The outcome: AI-powered predictions helped pilots reduce contrails by an impressive 54%, validating an approach that’s effective in diminishing aviation’s climate impact.
Mapping contrail-prone regions and tracking active contrails equip airlines with comprehensive, real-time understanding of one important aspect of their climate footprint.
Contrail reduction is not only environmentally beneficial, but it also demonstrates scalability and cost-effectiveness, setting it apart from other sustainability solutions in aviation where cost can often pose a significant barrier.

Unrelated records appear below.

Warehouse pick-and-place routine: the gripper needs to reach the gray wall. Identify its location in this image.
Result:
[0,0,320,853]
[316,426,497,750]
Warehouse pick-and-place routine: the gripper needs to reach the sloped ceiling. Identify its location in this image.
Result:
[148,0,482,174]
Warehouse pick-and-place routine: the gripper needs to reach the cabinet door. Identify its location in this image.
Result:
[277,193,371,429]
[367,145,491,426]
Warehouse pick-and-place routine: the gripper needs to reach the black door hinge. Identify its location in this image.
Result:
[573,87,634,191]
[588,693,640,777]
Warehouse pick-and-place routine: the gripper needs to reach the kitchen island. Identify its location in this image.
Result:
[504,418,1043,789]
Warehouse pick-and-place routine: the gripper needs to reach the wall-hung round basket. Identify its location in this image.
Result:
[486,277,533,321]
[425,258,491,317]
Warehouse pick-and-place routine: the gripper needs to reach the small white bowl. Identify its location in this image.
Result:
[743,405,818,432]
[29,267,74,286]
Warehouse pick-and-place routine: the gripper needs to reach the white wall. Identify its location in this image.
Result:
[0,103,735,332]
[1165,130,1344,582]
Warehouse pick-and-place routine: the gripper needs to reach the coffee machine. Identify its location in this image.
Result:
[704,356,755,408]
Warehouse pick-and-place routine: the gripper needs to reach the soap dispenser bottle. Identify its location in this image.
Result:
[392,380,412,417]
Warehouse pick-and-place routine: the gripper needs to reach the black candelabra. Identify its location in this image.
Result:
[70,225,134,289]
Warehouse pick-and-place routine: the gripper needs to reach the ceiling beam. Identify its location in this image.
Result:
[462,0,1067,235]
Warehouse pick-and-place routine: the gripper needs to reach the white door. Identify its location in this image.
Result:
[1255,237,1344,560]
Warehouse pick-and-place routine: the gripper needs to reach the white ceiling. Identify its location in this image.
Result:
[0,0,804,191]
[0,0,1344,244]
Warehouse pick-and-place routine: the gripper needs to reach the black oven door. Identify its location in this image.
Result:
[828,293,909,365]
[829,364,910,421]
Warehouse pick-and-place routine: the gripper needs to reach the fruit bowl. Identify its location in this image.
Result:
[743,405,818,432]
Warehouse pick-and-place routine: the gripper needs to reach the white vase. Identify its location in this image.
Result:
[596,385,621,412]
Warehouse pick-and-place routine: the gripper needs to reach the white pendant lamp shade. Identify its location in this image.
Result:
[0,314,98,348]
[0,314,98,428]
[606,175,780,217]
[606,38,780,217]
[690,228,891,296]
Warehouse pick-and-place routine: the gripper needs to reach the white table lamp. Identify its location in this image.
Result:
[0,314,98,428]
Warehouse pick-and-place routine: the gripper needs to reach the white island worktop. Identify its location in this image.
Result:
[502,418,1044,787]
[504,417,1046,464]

Although flights that avoid creating contrails do burn a small amount of additional fuel, with the resultant increase in CO2, only 15% of flights will need to adjust their altitude to reduce contrails, according to Google’s models. American Airlines flights would burn only 0.3% additional fuel to avoid contrails, if scaled across American’s entire fleet—and the Google team has calculated that the climate benefit of avoiding contrails is 20x the additional CO2.
Google will continue research and development to avoid nighttime contrails specifically, and to automate avoidance, target the highest-impact contrails and improve satellite-based verification
Platt explains that integrating contrail reduction into pilots’ training and flight planning systems could be an effective integration path, as airlines today utilize software platforms that predict turbulence-prone areas—predictions that allow pilots to avoid those areas for safety reasons.
“There are software platforms that offer airlines predictions of turbulence zones to help them steer clear,” Platt says. “Contrail reduction can leverage those same software platforms to help make the operational adjustment for airlines as straightforward as possible.”
To help scale contrail mitigation tools and facilitate their widespread adoption by more airlines, Google is working with software providers to integrate these insights into the cockpit—including active collaboration with nonprofits, governments and intergovernmental organizations like EUROCONTROL.
In October, the EUROCONTROL region, which includes Belgium, the Netherlands, Luxembourg and northwest Germany, announced a new partnership with Google that will enable it to provide aircraft flying through this airspace with information about how to avoid contrails.
This breakthrough in contrail reduction is only the beginning of how AI could help advance progress toward a more sustainable future across aviation and a broad array of other sectors.
“The power of AI lies in its ability to improve complex data-driven decisions across various sectors of our economy,” says Platt. “This is crucial in addressing climate change because it enables informed decisions that account for sustainability.”